The scientists then used synthetic peptides to test whether vaccine candidates based on different vaccinia strains could induce T-cell responses to all five epitopes. WR is the current standard vaccine, which is based on live attenuated vaccinia virus, and was used in the experiments that first identified the epitopes. The scientists compared WR to a vaccine known as Dryvax, which is based on a different strain of vaccinia virus, and modified vaccinia virus Ankara (MVA), a candidate replacement smallpox vaccine based on a third strain.
The scientists found that while Dryvax-immunized animals responded to all five epitopes they had identified using T cells isolated from WR-immunized mice, MVA-vaccinated mice failed to mount an immune response to two of the epitopes, even though the epitopes themselves were contained in the MVA gene sequence. In fact, the response to each of the four subdominant epitopes was significantly different between MVA- and WR-immunized animals. Only the response to the dominant epitope remained relatively unchanged. Control experiments showed that this was not merely due to the fact that MVA is a weakened vaccine.

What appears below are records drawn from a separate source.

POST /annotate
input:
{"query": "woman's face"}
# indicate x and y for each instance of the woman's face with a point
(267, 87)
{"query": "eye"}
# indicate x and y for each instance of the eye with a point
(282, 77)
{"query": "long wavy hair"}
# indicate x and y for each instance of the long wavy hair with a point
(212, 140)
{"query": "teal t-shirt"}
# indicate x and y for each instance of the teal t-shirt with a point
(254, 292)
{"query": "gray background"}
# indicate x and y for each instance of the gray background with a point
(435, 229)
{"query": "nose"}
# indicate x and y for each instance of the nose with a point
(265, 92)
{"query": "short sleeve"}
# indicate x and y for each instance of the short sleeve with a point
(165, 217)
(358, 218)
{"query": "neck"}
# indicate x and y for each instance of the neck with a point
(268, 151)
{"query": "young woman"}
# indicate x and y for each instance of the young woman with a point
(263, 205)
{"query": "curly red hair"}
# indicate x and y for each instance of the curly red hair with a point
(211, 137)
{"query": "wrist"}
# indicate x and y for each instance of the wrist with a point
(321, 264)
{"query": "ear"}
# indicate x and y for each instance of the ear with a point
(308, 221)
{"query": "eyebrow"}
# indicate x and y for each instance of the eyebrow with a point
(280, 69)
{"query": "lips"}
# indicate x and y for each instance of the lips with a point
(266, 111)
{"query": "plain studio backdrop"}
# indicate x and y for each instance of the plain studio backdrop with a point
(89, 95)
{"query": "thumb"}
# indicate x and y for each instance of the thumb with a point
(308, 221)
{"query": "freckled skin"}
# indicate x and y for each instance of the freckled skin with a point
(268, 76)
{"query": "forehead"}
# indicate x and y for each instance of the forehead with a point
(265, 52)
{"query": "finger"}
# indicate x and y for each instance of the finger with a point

Unexpectedly, the method of vaccination also affected the immunodominance hierarchy. Vaccinia-based vaccines usually are administered by scratching the skin, rather than through injection. When the scientists compared responses to the epitopes after skin administration vs. injection of the vaccine, the dominance hierarchy was strongly affected. Skin administration led to a stronger response to the immunodominant epitope and weaker responses to the four subdominant ones. In many mice vaccinated by skin administration, responses to two of the subdominant epitopes were extremely weak, meaning that they effectively mounted a T-cell response only to three of the epitopes.
"That's probably the finding with the greatest practical application, that the route of administration could affect the quality of the response," Yewdell said. "And again, you wouldn't care if all the [killer T cells] could all do the same thing. But maybe they can't."